Risk and Resilience is about redefining problems, about changing the way we think, not just solving problems.

The disparate backgrounds of co-coordinators Diane Davis and Joyce Klein Rosenthal are testament to the program's breadth. Davis, a Professor of Urbanism and Development at GSD, brought an insight into urban violence, especially in developing countries. Rosenthal is an Assistant Professor of Urban Planning and she came with an extensive background in ecological sustainability. Davis stressed that despite the scope, the different kinds of vulnerability involved in the program are often linked. Violence can arise over resources and there is a significant relationship between economic vulnerability and environmental vulnerability.

Student projects highlight the creativity involved in this rather new field of inquiry. In analyzing the aftermath of Hurricane Sandy, students found that people were reluctant to go to shelters in the face of disaster, because of associated stigma and unfamiliarity. Their innovative plan was to make a central library into a constant community center that citizens would feel good going to at any time, and especially during times of crisis. The solution points to the importance of social considerations when designing for vulnerability.

“Risk and Resilience” is about redefining problems, about “changing the way we think, not just solving problems,” Davis says. She emphasized the importance of using the strategies of the developing world, where societies are accustomed to vulnerability and thus have more sustainable approaches to dealing with risk.

Joyce Klein Rosenthal was drawn to the program because she was excited to work for something constructive and sustainable. For much of her career in environmental planning, activism, and research, she was focused on negatives rather than positives.

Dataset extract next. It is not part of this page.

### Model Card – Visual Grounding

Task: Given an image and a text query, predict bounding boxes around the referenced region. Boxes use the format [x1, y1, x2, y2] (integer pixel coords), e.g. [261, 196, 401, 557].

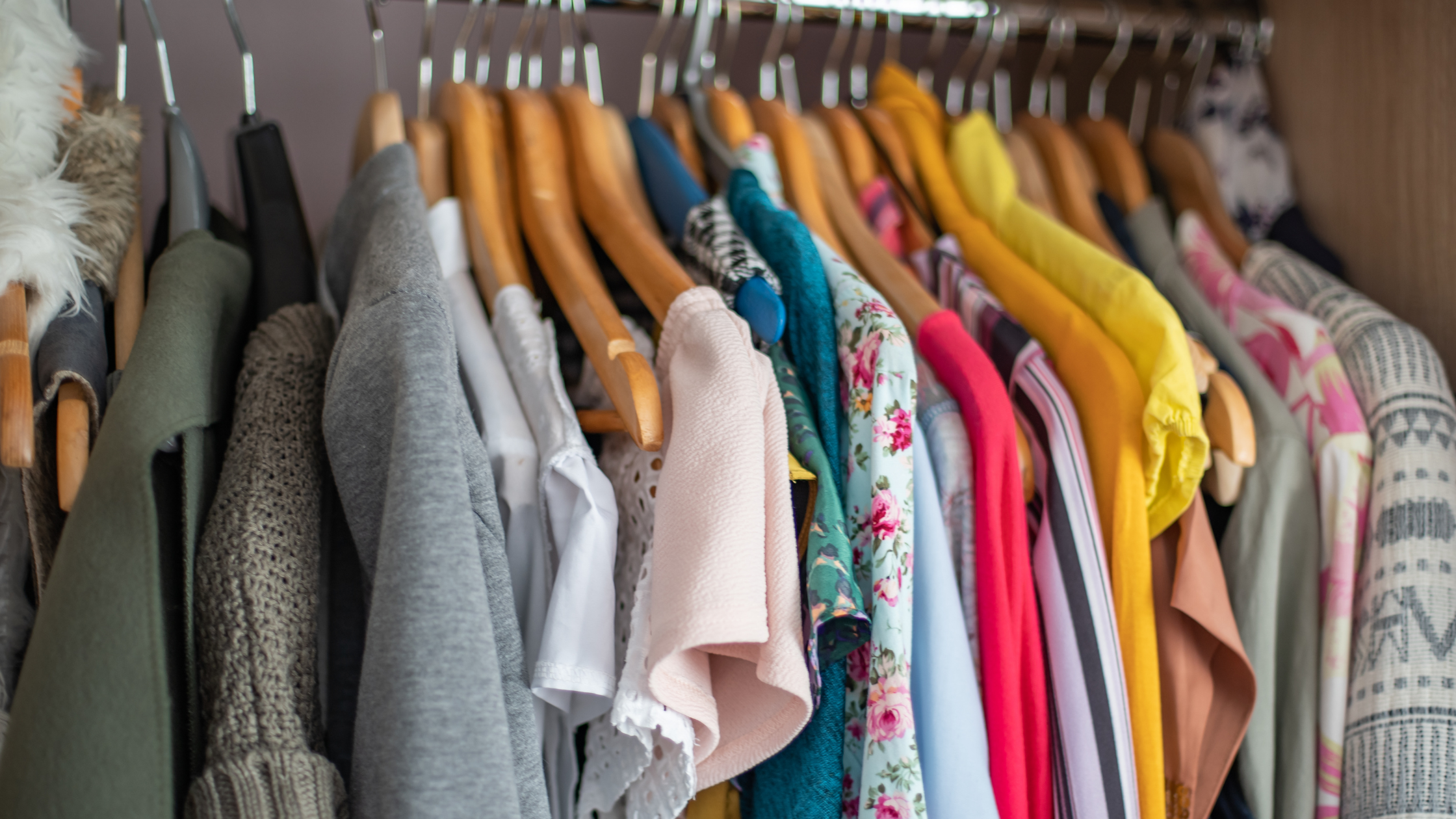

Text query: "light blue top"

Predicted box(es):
[910, 421, 997, 819]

A new approach to urban planning is important in dealing with the mass migration and conflict that will result from climate change, she notes.

There are eleven students in the program this year, more than double the number last year. Projects range from dealing with displacement and relocation in the face of environmental changes, to evacuation in vulnerable areas, to urban humanitarian aid planning. The recently launched website spotlights student research. One project analyzes the possible effects of flooding on city transportation. Another deals with creating resilient public housing. First year Master of Design Studies candidate Lindsay Woodson was at the GSD Open House last Friday, and she explained her current research on green infrastructure of vulnerable urban coasts and the implications of coastal systems.

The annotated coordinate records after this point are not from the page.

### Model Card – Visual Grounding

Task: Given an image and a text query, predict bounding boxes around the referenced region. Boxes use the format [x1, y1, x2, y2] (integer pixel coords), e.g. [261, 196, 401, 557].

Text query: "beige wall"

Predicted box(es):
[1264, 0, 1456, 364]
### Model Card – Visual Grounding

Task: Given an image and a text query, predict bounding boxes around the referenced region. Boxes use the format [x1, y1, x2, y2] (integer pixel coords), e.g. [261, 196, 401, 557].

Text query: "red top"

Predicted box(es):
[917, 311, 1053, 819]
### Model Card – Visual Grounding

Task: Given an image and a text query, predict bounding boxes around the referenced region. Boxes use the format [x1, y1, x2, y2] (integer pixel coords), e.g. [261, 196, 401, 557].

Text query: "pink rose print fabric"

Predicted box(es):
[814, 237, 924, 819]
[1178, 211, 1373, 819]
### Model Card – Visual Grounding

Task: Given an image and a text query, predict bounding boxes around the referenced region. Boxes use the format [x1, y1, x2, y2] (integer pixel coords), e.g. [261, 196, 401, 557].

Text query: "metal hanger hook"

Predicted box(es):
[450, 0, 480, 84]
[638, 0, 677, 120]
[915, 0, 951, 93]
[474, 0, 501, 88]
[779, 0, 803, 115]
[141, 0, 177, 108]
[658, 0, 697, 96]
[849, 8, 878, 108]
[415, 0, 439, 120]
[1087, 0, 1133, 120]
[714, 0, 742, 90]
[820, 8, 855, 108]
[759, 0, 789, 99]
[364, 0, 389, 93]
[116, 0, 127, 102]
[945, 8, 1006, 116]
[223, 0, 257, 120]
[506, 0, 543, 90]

Unlike a typical urban planning program, “Risk and Resilience” is not a professional degree, rather it is focused on research and allows students to mix and match courses. It is intended for architects, humanitarian workers and engineers alike. It provides students with collective projects such as, the Disaster and Recovery project in Chile over J-term, as well as conferences like the “Displaced Peoples Conference,” to foster development of flexible innovations and strategies. 

The threat of climate change, of displacement, conflict and disaster, is drawing innovative minds to rethink the role of planning and design. The GSD Masters Program in “Risk and Resilience” is at the forefront in responding to vulnerabilities.